Like many of you, I drive a Toyota Camry. It is probably the most common car on the road today, and most of us who have them like them very much. Most of us who have them also feel that as drivers of the most common car on the road today we are each of us about as unique and individual as a painting by Thomas Kinkade.
Now not only do I drive a Camry, I drive what has to be one of the most popular models of Camry ever: a late model dark gray Camry LE. Just go out riding and look for one of these and if it takes you more than three minutes to spot one you are never going to be on my team in a treasure hunt, of that you can be sure!
It occurred to me recently that perhaps someone might develop a trend or a meme in our very culture to make we Camry drivers feel a little more special. What if there were an implicit understanding that all Camry drivers would hale one another whenever encountering a brother or sister? This would create a immediate bond, providing Camry owners with the sense of belonging to a very special private club of middle income folks with limited style and very limited cool.
We would be just like the freemasons, only without the secret plan to take over the world.
So I set out yesterday to begin reshaping the very culture of the United States as we know it, just after whizzing, zipping up, and heading out of the can. I wasn't driving very long before there came from the opposite direction ... yes, indeed it was ... a late model dark gray Camry LE!
I honked my horn. I waved enthusiastically. I waved vigorously. I waved as if I were waving to Granny Clampett from the Beverly Hillbillies.
And I got the driver's attention! He rolled down his window. What's that he was saying?
"I'm a mother ... what?" I should eat your ....what? I'm a piece of .... hey, I heard that!"
Seems I may have mis-communicated. My fellow Camry driver somehow thought I was either critiquing his driving or commenting on how his mother came to be the talk of the Eighth Fleet during the Korean War.
Well, off for Culture Change Attempt No. 2
Turning into the mall, I spotted yet another late model dark gray Camry LE with a distinguished looking gentleman at the helm. This time I chose a more graceful approach with a soft thumbs up and a bright smile. And the gentlemen indeed saw me and promptly rolled down his window.
"My place is just a half a mile down the road," he said. "Meet you there in ten minutes."
Gee, I wondered "wouldn't a gay guy have picked a brighter color than dark gray? I wonder if he's since rethought that?"
Well, on to one more.
And there she was: a very attractive young woman, but not so young as to be completely out of my age range, that is, as long as my age range is being defined as somewhere between 40 and breathing. She pulled alongside me as I parked in the mall. This time I tried calling out:
"Hello, Miss! We have much in common, do we not?"

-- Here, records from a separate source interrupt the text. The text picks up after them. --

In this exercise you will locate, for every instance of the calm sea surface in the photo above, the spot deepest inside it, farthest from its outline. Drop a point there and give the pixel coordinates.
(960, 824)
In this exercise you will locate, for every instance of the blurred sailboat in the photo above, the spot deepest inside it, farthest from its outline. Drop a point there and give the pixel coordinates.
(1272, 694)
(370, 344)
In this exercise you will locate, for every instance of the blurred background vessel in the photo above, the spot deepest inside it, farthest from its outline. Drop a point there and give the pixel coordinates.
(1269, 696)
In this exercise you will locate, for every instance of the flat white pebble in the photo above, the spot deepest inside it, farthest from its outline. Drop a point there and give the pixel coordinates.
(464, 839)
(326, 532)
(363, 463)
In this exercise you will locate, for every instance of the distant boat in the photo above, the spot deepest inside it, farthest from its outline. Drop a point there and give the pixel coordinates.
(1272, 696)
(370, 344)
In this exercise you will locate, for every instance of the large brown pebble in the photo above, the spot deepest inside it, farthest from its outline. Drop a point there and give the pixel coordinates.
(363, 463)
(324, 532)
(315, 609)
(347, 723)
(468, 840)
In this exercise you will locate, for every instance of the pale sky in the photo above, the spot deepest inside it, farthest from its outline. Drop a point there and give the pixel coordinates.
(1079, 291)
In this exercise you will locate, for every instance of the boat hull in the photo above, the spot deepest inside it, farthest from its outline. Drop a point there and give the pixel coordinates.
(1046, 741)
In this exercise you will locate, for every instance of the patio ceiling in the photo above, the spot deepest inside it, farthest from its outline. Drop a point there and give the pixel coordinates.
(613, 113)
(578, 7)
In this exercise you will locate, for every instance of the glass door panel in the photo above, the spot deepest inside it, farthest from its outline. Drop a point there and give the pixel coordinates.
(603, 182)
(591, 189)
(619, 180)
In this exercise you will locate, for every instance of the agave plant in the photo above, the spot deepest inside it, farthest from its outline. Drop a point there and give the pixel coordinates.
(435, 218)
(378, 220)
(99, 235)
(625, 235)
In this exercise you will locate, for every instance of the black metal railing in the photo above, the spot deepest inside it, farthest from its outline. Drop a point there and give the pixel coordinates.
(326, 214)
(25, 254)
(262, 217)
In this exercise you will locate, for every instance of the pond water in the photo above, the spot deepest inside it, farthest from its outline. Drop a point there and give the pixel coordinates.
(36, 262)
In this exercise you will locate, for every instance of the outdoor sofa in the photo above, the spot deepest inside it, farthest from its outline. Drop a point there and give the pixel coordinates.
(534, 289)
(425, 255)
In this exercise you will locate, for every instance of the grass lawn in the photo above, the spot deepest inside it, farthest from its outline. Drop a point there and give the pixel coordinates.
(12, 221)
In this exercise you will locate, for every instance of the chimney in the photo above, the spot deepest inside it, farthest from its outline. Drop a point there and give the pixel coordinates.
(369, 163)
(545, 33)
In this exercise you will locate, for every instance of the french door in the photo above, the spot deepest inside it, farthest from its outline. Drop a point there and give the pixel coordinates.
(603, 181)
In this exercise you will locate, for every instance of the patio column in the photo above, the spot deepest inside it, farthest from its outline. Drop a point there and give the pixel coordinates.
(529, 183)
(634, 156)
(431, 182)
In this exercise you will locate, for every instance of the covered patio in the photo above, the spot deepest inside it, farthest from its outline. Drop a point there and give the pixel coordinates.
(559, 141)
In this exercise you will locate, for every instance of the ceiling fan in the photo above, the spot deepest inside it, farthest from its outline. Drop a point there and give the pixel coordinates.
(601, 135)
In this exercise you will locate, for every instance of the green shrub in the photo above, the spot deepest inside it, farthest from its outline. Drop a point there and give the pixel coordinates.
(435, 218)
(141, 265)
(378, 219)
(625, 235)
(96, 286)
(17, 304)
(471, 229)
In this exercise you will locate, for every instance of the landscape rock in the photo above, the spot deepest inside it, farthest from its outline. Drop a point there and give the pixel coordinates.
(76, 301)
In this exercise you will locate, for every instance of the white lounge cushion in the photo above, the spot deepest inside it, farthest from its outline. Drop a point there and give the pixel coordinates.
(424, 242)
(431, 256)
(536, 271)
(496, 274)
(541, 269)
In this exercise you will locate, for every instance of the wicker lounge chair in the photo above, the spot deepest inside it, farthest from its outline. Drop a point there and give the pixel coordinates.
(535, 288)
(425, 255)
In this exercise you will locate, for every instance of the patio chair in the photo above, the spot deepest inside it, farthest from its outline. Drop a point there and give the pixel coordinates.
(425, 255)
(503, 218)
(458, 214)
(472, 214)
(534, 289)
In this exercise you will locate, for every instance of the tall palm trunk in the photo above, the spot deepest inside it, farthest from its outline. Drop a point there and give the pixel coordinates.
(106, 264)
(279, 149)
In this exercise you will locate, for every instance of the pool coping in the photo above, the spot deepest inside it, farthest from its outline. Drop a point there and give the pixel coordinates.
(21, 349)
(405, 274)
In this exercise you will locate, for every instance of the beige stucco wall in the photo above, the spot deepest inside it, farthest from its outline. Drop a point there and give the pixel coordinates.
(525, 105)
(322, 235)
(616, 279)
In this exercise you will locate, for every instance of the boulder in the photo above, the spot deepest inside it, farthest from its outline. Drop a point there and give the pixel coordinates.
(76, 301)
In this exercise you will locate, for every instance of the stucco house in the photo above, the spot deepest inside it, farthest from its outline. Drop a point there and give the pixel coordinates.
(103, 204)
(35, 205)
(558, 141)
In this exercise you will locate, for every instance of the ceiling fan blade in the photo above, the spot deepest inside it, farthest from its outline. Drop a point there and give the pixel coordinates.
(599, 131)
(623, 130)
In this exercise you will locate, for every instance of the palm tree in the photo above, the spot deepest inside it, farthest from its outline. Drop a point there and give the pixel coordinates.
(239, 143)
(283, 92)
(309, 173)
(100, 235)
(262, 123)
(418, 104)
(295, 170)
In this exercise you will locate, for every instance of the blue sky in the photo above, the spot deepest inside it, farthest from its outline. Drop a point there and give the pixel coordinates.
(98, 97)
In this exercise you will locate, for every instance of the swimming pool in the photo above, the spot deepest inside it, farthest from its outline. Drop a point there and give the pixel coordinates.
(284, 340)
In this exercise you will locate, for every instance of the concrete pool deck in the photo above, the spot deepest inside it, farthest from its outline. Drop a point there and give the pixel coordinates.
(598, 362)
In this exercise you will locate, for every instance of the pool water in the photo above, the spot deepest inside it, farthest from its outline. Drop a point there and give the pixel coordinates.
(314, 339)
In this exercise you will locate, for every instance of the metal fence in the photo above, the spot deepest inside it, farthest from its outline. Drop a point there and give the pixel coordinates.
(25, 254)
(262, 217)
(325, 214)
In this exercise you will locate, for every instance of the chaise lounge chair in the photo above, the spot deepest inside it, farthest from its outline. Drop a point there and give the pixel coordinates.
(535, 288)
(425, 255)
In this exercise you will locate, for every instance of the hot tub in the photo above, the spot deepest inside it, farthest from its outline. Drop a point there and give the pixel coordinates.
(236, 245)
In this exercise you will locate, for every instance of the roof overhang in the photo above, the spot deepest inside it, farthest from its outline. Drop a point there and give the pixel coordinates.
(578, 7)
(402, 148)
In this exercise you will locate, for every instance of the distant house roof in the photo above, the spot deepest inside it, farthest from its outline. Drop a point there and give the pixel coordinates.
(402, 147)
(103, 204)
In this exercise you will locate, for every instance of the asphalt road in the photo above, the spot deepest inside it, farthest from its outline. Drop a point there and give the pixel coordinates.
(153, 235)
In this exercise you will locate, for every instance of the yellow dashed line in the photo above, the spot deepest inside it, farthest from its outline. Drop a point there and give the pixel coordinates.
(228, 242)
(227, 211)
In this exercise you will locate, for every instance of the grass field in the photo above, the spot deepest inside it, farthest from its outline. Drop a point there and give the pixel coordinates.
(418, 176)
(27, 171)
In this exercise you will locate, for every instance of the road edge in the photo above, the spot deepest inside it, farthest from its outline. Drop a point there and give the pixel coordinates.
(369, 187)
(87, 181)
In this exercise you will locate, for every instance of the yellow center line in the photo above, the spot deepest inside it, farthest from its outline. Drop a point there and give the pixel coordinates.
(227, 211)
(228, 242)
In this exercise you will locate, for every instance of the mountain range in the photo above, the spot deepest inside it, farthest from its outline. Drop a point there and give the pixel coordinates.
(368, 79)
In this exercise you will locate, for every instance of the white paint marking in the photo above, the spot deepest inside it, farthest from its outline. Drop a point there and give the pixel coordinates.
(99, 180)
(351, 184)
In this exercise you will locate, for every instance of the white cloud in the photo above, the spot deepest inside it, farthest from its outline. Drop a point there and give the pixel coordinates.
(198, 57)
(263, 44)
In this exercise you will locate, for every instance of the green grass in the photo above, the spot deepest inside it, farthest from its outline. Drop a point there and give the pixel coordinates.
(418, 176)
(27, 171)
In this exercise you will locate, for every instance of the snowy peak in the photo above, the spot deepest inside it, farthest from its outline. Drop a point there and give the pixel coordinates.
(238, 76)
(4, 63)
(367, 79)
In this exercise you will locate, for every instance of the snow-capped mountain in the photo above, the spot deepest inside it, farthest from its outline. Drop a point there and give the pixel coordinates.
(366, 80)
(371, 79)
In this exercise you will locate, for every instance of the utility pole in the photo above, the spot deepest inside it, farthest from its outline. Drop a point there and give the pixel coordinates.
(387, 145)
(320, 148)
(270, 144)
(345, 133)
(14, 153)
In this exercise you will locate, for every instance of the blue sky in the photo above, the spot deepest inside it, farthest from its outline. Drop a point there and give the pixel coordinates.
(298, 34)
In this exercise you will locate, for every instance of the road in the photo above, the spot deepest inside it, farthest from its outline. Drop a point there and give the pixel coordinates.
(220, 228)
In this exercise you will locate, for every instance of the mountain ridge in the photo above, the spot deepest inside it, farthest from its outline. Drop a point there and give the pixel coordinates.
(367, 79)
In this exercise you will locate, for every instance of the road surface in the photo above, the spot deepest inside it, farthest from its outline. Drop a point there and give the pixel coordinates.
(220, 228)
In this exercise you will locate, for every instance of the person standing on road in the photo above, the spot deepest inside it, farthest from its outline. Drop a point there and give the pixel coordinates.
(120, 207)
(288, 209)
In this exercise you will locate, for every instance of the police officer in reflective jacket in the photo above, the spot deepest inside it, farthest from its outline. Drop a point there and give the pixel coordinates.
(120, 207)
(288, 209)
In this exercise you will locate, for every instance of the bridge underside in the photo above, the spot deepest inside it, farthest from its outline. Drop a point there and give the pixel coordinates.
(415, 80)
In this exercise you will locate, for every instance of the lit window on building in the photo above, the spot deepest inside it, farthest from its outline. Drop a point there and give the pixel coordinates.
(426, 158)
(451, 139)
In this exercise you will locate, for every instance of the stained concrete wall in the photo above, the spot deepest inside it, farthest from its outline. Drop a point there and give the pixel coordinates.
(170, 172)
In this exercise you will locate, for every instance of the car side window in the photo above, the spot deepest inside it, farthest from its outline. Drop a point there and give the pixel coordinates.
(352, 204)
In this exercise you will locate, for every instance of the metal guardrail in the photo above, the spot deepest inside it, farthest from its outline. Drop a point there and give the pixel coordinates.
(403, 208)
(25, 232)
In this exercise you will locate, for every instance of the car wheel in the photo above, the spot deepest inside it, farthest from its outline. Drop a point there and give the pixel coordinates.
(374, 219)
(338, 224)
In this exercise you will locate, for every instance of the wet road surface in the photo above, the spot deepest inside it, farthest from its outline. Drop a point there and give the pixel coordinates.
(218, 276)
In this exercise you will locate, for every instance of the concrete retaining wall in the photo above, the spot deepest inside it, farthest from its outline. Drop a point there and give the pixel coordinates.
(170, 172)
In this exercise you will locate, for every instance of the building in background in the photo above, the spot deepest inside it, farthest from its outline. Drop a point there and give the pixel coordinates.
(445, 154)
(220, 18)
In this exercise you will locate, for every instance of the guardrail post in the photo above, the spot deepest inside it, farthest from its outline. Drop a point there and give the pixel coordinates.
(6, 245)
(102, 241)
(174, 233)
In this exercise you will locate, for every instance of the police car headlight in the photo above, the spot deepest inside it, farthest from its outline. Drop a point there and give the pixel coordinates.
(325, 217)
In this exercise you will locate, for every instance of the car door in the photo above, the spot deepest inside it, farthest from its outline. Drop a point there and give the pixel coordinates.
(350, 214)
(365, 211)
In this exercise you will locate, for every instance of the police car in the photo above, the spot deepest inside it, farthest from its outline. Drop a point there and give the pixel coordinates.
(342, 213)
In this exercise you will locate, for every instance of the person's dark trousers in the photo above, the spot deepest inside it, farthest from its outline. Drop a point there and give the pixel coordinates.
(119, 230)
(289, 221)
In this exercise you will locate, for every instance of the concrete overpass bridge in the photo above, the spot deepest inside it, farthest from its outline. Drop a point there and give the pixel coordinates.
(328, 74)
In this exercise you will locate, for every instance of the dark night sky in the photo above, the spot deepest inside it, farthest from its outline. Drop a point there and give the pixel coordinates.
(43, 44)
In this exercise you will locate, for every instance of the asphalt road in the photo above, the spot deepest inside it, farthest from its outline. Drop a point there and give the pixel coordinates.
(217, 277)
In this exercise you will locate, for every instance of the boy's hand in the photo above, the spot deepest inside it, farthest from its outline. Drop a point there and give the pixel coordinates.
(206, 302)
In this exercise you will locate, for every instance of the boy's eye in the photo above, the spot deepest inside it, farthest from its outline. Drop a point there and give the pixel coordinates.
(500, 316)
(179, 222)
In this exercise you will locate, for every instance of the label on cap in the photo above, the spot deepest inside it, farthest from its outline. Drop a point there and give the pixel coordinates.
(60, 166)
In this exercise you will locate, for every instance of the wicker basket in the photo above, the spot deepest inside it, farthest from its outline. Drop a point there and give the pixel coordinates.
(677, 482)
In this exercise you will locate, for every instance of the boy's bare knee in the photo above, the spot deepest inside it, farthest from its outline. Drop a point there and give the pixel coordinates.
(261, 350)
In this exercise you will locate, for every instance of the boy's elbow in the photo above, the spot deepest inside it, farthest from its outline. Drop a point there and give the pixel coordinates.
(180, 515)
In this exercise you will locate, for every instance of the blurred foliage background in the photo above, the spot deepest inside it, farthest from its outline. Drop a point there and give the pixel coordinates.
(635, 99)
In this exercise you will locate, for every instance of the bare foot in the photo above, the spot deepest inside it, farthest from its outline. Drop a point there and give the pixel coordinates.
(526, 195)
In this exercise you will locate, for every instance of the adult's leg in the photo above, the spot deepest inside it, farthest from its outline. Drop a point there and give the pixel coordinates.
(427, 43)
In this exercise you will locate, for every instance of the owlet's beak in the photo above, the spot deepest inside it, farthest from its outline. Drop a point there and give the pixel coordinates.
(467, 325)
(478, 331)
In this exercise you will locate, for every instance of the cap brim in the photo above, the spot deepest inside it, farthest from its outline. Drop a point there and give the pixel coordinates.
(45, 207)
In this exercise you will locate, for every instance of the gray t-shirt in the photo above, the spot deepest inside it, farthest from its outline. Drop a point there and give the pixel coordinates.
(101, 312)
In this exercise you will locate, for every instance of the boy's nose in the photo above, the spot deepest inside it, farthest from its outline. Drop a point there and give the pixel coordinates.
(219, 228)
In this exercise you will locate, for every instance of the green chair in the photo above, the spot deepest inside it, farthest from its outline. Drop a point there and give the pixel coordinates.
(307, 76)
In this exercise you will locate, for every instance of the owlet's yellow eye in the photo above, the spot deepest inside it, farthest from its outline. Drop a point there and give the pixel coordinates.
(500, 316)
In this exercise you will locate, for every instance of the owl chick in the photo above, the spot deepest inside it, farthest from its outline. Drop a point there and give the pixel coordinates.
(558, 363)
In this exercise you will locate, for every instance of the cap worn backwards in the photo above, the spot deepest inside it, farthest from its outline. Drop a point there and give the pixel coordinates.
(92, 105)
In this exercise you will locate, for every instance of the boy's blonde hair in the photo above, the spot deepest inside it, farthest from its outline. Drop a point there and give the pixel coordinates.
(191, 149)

"Yes, we do, brother," she shouted, "we have 250 years of capitalist exploitation in common! Free everybody everywhere!"
Odd. She hadn't affixed the requisite 500 bumper stickers to the back of her Camry with everything from Don't Eat Grapes to Ask Me About My Grandchildren Who Are Socialist Revolutionaries. I guess even she realized a late model dark gray Camry LE just wouldn't support all that revolutionary fervour.
And so, three up, three down. I had failed to create a cultural meme. Nobody was interested in the idea of a special club for drivers of an unspecial but highly efficient and very pleasing automobile. I guess Camry drivers are quite secure in their own middle-of-the-road middle-of the-roadness after all.
And I guess I am too.
But I'm still feelin' the love, brothers and sisters. You just can't beat Camry Camaraderie!